The First World War : Recruitment and the Arrival of Colonial Troops

Rita L. Jacob

This is a typical example of the religious and patriotic postcards sent to soldiers in the First World War. However, conditions on the battlefields of France and Belgium were very different from the pastoral scene on the front!
Postcard from the Jacob family's collection
This is the front of a document signed by John Evans at Valcartier before leaving with the Canadian Expeditionary Force
Unlike her sister, Violet, who went to Queensland with her Australian husband, Dorothy Tryhorn did not want to leave her family for a strange country. Therefore, John Evans never returned to Canada after the First World War.
Picture by kind permission of the Jacob family

As soon as war was declared on 4 August, there was a rush to join the army; one of the new recruits being Herbert Bundy who had given up the tenancy of The London Road Inn in order to enlist. A photograph taken in September 1914 shows him standing in a group about to board a train; this including plasterers, plumbers and postmen. Some of these ‘brave lads’ would never come home; perhaps joining the thousands with ‘no known grave’ except the place where they fell.

Another First World War photograph shows Minster Street and the Cheese Market decorated with bunting and banners; the London City and Midland Bank acting as a recruiting office. Many of those who passed through these doors and those of other local recruiting offices enlisted in the Wiltshire Regiment; the Masseys of Rampart Road having four sons serving in the 1st, 2nd and 4th battalions. Some, however, were underage when enlisting or too young to serve abroad; William Fry, who lived in Paynes Hill, being only seventeen when he was killed in at Gallipoli in August 1915.

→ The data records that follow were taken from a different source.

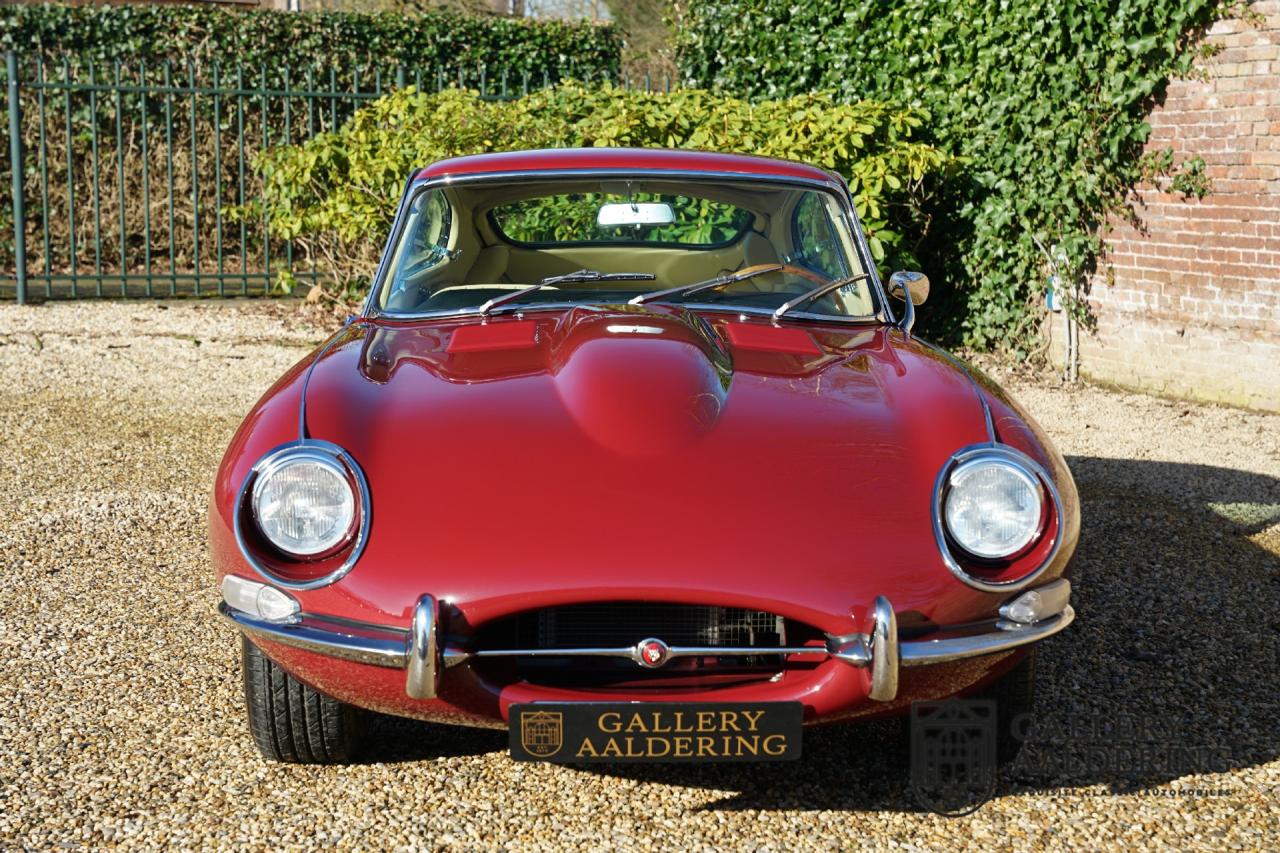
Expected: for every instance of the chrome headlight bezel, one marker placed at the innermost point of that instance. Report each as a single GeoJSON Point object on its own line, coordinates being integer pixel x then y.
{"type": "Point", "coordinates": [330, 465]}
{"type": "Point", "coordinates": [1008, 468]}
{"type": "Point", "coordinates": [350, 547]}
{"type": "Point", "coordinates": [954, 553]}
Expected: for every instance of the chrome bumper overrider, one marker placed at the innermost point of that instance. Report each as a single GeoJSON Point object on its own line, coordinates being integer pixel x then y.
{"type": "Point", "coordinates": [417, 649]}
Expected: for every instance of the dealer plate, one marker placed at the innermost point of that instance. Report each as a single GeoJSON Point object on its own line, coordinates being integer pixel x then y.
{"type": "Point", "coordinates": [656, 731]}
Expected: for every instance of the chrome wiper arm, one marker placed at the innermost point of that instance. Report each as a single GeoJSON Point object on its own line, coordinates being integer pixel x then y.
{"type": "Point", "coordinates": [580, 276]}
{"type": "Point", "coordinates": [707, 284]}
{"type": "Point", "coordinates": [816, 293]}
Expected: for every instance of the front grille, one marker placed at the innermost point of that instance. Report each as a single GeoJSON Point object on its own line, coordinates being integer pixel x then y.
{"type": "Point", "coordinates": [624, 624]}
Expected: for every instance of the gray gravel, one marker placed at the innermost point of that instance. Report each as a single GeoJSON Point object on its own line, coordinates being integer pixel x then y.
{"type": "Point", "coordinates": [120, 719]}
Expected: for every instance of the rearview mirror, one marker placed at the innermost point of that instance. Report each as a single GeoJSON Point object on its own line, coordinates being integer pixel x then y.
{"type": "Point", "coordinates": [635, 214]}
{"type": "Point", "coordinates": [914, 283]}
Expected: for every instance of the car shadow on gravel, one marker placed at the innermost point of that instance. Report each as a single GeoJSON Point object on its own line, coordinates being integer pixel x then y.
{"type": "Point", "coordinates": [1170, 669]}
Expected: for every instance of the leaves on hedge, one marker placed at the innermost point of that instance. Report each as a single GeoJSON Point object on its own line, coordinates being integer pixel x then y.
{"type": "Point", "coordinates": [338, 40]}
{"type": "Point", "coordinates": [337, 192]}
{"type": "Point", "coordinates": [1042, 100]}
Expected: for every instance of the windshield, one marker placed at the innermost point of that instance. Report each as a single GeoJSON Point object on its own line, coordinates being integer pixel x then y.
{"type": "Point", "coordinates": [743, 245]}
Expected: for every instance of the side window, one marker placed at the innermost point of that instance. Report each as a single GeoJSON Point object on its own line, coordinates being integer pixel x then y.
{"type": "Point", "coordinates": [817, 246]}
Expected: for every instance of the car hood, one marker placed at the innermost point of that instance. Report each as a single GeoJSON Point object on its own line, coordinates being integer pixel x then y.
{"type": "Point", "coordinates": [645, 452]}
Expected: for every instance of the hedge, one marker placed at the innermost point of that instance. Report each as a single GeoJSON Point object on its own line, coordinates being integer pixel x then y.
{"type": "Point", "coordinates": [336, 195]}
{"type": "Point", "coordinates": [1043, 100]}
{"type": "Point", "coordinates": [338, 40]}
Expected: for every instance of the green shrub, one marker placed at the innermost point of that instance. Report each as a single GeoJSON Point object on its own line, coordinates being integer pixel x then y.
{"type": "Point", "coordinates": [1045, 100]}
{"type": "Point", "coordinates": [338, 40]}
{"type": "Point", "coordinates": [337, 194]}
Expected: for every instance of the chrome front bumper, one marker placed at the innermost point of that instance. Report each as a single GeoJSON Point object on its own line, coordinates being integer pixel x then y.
{"type": "Point", "coordinates": [419, 651]}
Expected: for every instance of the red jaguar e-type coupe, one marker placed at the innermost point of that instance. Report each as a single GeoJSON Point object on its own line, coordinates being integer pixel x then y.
{"type": "Point", "coordinates": [630, 452]}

Three of the Massey brothers and Sidney Pitman had been members of St. Martin’s Church Lads Brigade. They all enlisted in the local regiment but, by September 1914, the Church Lads had their own brigade formed on an estate near Denham by the local squire. ‘Lads’ arrived from all over Great Britain to join this brigade; the latter later becoming the 16th Battalion Kings Royal Rifles Corps. It is not known, however, whether any of St. Martin’s Church Lads joined the brigade; this taking some recruits who were rejected elsewhere.

The new recruits were soon joined by troops from all parts of the British Empire, Canada assembling an Expeditionary Force of over 30,000 men within seven weeks of war being declared. This force was transported to Britain, where they spent four dismal months on a cold, wet Salisbury Plain; other colonial troops also being encamped around the city. At some point during the war, some were billeted with local families; this having a romantic outcome in the case of the Tryhorn family who welcomed an Australian and a Canadian into their St. Edmund‘s Street home. Their eldest daughter, Violet, married the Australian soldier who came from Queensland while her younger sister, Dorothy, became the wife of John Homersham Evans, a Canadian immigrant born in London. John did not return home to his adopted country when the war ended but settled with Dorothy in Ivy Place; working at Southern Command during the Second World War after several moves and jobs.